Один винодел из района Лилля – человек по имени Биджо – столкнулся с такой проблемой: в нескольких бродильных чанах вместо нормальной браги получалась кислая мутная жидкость, напоминающая по вкусу испорченное молоко. Биджо поделился этой бедой с сыном, и юноша ответил, что знает профессора в своем университете, который, возможно, сумеет помочь.
Ученого, о котором говорил сын Биджо, звали Луи Пастер, и было ему тогда всего двадцать пять лет. Он был непреклонным роялистом, имел репутацию человека, хорошо разбирающегося в кристаллах, и работал с изомерами – открытыми Берцелиусом веществами с одинаковым составом, но разной структурой молекул.
Работы Пастера с оптическими изомерами к 1854 году обеспечили ему место профессора в университете Лилля. Годом позже он начал изучать изомеризацию спиртов, содержащихся в перебродившем растворе свекловичного сахара. Он обнаружил, что два из обнаруженных изомеров являются зеркальными по отношению друг к другу. Это открытие заставило Пастера углубиться в изучение удивительных и непонятных химических процессов, происходящих при брожении.

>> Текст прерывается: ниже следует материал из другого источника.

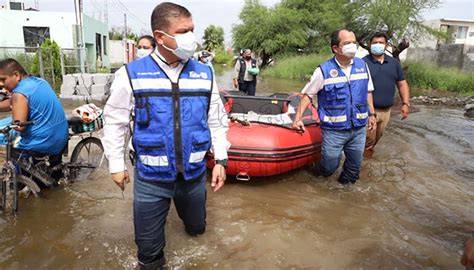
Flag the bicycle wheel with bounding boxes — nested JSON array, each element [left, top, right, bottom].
[[69, 137, 104, 180], [17, 175, 41, 197], [0, 171, 7, 213], [1, 168, 18, 214]]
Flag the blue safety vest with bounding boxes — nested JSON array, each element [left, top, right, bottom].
[[318, 58, 369, 130], [126, 55, 213, 181]]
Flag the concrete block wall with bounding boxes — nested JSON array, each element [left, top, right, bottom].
[[60, 73, 114, 101]]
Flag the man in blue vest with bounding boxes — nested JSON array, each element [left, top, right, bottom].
[[102, 2, 230, 269], [293, 29, 376, 186], [233, 49, 258, 96]]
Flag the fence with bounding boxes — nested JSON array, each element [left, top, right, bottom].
[[0, 46, 91, 90]]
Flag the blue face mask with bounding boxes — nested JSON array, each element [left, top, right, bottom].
[[370, 43, 385, 55]]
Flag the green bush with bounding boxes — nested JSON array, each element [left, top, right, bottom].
[[214, 47, 234, 65], [30, 39, 62, 90], [262, 54, 332, 80], [404, 61, 474, 94], [262, 54, 474, 95]]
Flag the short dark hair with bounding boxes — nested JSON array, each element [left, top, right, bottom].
[[370, 31, 388, 43], [0, 58, 28, 75], [331, 28, 354, 52], [138, 35, 156, 49], [151, 2, 192, 31]]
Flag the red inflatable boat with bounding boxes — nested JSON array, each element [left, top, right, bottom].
[[208, 91, 321, 181]]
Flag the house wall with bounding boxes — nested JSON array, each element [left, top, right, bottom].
[[83, 15, 110, 71], [0, 9, 110, 71], [0, 9, 76, 48]]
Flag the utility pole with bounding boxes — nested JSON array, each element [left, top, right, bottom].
[[123, 13, 129, 64], [74, 0, 85, 73], [104, 0, 109, 27]]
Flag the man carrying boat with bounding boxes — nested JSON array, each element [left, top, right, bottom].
[[293, 28, 377, 185]]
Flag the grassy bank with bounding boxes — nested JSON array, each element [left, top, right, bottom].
[[262, 54, 331, 80], [263, 54, 474, 96]]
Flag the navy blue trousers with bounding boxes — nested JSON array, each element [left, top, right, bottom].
[[239, 80, 257, 96], [133, 172, 207, 269]]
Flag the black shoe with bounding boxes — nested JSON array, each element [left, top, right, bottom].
[[311, 165, 323, 177], [140, 257, 166, 270], [337, 173, 355, 185], [184, 227, 206, 236]]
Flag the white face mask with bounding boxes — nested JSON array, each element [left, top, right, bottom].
[[160, 31, 197, 60], [342, 43, 357, 58], [135, 49, 153, 59]]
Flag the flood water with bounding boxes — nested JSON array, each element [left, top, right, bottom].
[[0, 67, 474, 269]]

Итак, Пастер согласился взглянуть на бочки Биджо. Поездка на фабрику произошла задолго до того, как была предложена техника пастеризации; до того, как были заложены основы микробной теории инфекционных заболеваний и установлена специфичность возбудителя бешенства, – до всех его многочисленных и великих открытий и достижений. В то время процесс, при котором образовывался алкоголь, назывался «спиртовым брожением». (Впрочем, он и сейчас так называется.) Но и образование уксусной и молочной кислоты (которая сквашивает овощи и молоко) тоже было похоже на брожение. Более того, некоторые исследователи смогли привести убедительные аргументы в пользу того, что гниение – порча и разложение – тоже является разновидностью брожения. (Сейчас все такие процессы объединены термином «ферментация»[43].) Каждый из этих процессов загадочным образом превращал одно вещество в иное вещество.
Так или иначе, прибыв на фабрику Биджо, любой бы понял, что с частью продукции происходит что-то неладное. Неудачные партии браги мало того что издавали нехарактерный и довольно неприятный запах, но были еще и мутными и нечистыми[44]. Пастер взял несколько образцов на анализ. Под микроскопом в правильно бродящем сусле из свекловичного сахара были хорошо видны те же округлые структуры, которые видели Шванн и другие ученые. В испорченных же образцах можно было различить длинные черные цепочки. А вместо алкоголя в них содержалась молочная кислота.